Paris: Il «tape la manche» depuis 20 ans et publie un livre grâce à Jean-Louis Debré
HISTOIRE•Jean-Marie Roughol publie ce mercredi «Je tape la manche», après deux ans et demi de travail et une rencontre : celle de l’ex-ministre Jean-Louis Debré, devenu un ami...Fabrice Pouliquen
Il en voit tellement des passants lui filer sous le nez sans un regard. Certains, même, détournent la tête volontairement. Tant pis, Jean-Marie Roughol n’est pas du genre à renoncer. Il agite les quelques pièces dans son gobelet et sert sa blague du moment : « C’est pour la fashion week des clodos ».
Mendiant de 10h jusqu’à minuit
Clodo, Jean-Marie Roughol, 47 ans, l’est depuis plus de vingt ans. Hormis quelques courtes parenthèses dans sa vie, chaque jour, il mendie. « De 10h, jusqu’à parfois minuit, lâche-t-il fatigué de vivre au jour le jour.
Mais pourquoi le réduire à ça ? Ce mercredi, Jean-Marie Roughol sort aussi un livre : Je tape la manche (éditions Calmann-Lévy). Le fruit de deux ans et demi de travail et, surtout, d’une rencontre : celle de Jean-Louis Debré, l’ex-président de l’Assemblée nationale et actuel président du conseil constitutionnel, croisé devant un magasin où Jean-Marie Roughol à l’habitude de « taper ». « Je lui ai proposé de garder son vélo le temps de ses courses. Nous sommes devenus amis. C’est lui qui m’a poussé à écrire mon histoire et qui a relu mon récit. »
Une vie bien remplie
Au final, Jean-Marie Roughol a noirci 170 pages d’une écriture la plus franche possible. « Je suis comme ça », se justifie-t-il. On y apprend que Jean-Louis Debré n’est pas le seul « people » croisé. Le metteur en scène Robert Hossein l’a même embauché pour faire de la figuration dans deux de ses grands spectacles : Ben Hur et N’ayez pas peur, sur la vie de Jean-Paul II. Jean-Marie Roughol a aussi croisé Alain Delon, Jamel Debouzze et Gérard Jugnot ou encore Michel Sardou, et les égratine tous les quatre dans son livre. Au contraire de Gad Elamaleh ou Doc Gyneco. « Deux chics types », raconte celui qui aurait rêvé de rencontrer aussi Coluche.

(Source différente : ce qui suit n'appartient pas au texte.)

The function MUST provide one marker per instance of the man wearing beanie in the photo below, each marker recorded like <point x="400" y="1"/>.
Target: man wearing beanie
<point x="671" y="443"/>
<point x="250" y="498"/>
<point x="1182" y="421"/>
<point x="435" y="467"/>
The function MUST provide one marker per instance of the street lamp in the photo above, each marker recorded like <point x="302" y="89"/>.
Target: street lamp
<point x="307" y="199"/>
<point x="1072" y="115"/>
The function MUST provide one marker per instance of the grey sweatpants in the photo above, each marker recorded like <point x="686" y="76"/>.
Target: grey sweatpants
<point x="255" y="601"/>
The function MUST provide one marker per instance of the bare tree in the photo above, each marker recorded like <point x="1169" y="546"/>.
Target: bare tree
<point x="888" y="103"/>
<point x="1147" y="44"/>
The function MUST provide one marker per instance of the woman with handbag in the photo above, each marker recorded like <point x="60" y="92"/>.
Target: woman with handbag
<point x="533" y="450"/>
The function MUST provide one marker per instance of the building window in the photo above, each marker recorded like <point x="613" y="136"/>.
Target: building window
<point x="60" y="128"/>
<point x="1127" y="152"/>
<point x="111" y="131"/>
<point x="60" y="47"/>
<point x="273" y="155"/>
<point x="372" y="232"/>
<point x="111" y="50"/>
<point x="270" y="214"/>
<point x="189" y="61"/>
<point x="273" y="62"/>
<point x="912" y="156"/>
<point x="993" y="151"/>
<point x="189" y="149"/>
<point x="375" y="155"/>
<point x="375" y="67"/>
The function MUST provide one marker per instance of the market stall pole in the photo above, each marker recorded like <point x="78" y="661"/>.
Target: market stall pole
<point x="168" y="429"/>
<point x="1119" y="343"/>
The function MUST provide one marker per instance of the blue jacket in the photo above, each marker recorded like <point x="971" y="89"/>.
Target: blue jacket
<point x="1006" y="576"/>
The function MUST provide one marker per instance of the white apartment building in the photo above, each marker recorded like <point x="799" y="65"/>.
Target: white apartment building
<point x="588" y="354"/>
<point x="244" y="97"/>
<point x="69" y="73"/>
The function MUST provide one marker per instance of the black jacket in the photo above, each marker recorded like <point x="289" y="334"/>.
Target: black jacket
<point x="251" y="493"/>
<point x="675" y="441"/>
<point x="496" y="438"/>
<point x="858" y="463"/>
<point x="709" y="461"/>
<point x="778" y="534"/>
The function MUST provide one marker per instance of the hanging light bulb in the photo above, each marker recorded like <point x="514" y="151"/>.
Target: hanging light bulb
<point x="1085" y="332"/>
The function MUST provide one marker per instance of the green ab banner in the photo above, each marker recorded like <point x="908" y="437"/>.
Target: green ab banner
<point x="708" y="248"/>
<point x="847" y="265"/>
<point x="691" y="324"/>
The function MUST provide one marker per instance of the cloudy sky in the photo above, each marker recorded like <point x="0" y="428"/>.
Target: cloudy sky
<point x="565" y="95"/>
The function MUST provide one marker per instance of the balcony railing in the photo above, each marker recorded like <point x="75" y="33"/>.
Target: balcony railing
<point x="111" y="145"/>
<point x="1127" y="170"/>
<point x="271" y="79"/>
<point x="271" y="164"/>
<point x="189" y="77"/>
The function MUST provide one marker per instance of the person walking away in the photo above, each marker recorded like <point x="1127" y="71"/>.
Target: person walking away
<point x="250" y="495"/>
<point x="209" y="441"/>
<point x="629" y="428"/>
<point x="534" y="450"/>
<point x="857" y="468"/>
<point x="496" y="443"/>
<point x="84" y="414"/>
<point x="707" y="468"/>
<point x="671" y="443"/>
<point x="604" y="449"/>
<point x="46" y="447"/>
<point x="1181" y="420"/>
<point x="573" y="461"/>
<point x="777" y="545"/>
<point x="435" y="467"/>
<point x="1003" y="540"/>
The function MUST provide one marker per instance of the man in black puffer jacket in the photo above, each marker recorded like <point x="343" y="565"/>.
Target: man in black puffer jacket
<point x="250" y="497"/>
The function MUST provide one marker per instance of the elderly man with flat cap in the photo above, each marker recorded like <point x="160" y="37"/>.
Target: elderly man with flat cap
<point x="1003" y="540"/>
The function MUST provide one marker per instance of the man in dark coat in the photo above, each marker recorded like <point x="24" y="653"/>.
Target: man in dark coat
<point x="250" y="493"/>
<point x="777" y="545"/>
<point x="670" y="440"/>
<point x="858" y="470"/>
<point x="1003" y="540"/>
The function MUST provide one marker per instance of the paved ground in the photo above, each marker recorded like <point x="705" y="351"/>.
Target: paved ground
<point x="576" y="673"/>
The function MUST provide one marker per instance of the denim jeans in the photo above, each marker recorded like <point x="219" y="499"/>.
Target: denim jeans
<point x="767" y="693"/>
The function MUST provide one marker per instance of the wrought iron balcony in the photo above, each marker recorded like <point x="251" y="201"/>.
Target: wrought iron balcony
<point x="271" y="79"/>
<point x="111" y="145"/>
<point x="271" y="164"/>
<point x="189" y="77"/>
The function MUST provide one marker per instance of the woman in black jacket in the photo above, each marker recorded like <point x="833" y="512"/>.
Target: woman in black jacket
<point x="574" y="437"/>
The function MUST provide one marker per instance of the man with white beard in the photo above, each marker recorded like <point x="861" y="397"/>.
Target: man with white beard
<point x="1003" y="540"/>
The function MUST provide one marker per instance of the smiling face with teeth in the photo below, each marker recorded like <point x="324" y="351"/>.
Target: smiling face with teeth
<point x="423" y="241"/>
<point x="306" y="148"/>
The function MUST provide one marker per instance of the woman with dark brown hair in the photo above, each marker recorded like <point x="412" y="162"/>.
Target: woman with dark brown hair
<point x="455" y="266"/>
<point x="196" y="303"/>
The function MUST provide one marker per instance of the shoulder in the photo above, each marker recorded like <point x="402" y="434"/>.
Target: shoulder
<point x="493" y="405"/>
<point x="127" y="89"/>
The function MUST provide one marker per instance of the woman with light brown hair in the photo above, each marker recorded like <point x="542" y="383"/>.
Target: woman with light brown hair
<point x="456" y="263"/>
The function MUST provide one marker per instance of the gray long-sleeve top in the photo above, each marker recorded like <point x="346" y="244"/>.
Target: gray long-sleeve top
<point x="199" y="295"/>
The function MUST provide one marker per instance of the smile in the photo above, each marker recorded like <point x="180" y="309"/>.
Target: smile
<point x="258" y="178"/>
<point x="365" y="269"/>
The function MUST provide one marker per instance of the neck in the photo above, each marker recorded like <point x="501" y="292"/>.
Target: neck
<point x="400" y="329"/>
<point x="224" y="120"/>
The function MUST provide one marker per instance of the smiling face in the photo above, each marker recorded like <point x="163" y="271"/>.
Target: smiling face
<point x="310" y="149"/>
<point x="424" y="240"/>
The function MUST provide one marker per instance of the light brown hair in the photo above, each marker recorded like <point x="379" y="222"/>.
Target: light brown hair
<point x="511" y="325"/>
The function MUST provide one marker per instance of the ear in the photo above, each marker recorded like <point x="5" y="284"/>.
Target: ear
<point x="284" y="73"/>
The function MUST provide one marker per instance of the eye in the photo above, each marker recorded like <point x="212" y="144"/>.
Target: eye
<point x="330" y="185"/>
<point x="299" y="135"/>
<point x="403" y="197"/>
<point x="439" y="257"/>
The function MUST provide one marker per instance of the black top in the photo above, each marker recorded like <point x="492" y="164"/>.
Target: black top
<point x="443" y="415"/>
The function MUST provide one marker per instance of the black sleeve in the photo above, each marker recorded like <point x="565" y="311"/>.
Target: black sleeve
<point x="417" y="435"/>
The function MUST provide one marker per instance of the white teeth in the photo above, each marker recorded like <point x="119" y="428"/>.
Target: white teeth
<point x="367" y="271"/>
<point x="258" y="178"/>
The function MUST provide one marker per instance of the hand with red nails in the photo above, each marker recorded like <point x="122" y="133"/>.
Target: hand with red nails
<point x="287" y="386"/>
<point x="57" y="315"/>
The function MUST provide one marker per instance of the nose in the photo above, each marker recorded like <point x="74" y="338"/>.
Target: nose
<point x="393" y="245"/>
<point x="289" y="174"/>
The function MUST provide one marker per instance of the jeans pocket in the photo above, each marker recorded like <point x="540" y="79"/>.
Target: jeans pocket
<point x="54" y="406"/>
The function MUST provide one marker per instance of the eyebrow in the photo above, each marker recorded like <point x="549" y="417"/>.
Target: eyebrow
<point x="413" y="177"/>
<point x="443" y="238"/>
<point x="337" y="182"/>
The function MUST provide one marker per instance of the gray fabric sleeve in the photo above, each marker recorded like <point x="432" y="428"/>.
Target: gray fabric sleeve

« Je tape la manche » ne se résume pas non plus à des célébrités rencontrées. Jean-Marie Roughol raconte bien plus son enfance chaotique, la faim, ses nuits dans le métro et les squats, la crainte de se faire dépouiller ou tabasser, les moments de blues qui poussent au bord du suicide. Les potes aussi, qui disparaissent les uns après les autres et les mois d’aoûts, où Paris se vide : « la période qu’on craint tous le plus ». Et ces femmes et ces jeunes de plus en plus nombreux à s’asseoir sur les trottoirs de la capitale…
Un pro de la tape
Jean-Marie Roughol parle aussi du bonheur d’une douche chaude, de vêtements propres qu’on lui donne parfois, d’une princesse qui lâche un billet de 100 euros, d’amitiés solides qu’il a réussi à se forger. Surtout, il raconte l’art de « mendier ». « La manche, c’est finalement mon métier, écrit-il. J’ai progressivement appris à aborder le pèlerin et surtout à le repérer. »
De nouveau à la rue depuis avril, Jean-Marie Roughol se pose la semaine avenue Montaigne et le dimanche devant le drugstore, où il a ses habitués près des Champs-Elysées. La nuit, il dort dans un petit hôtel du côté de République. « Il faut que je ramène 80 euros par jour pour survivre, raconte-t-il autour d’un café. Pour l’instant, j’y arrive. » Mais Jean-Marie fatigue et espère beaucoup de la parution de son livre. « J’en gagnerais peut-être assez pour lancer ma crêperie », raconte-t-il. Un vieux rêve. Mais Jean-Marie a ses démons et la rue le fascine toujours autant. « Je n’arrive pas à m’en extraire », dit-il en guise de point final de son livre.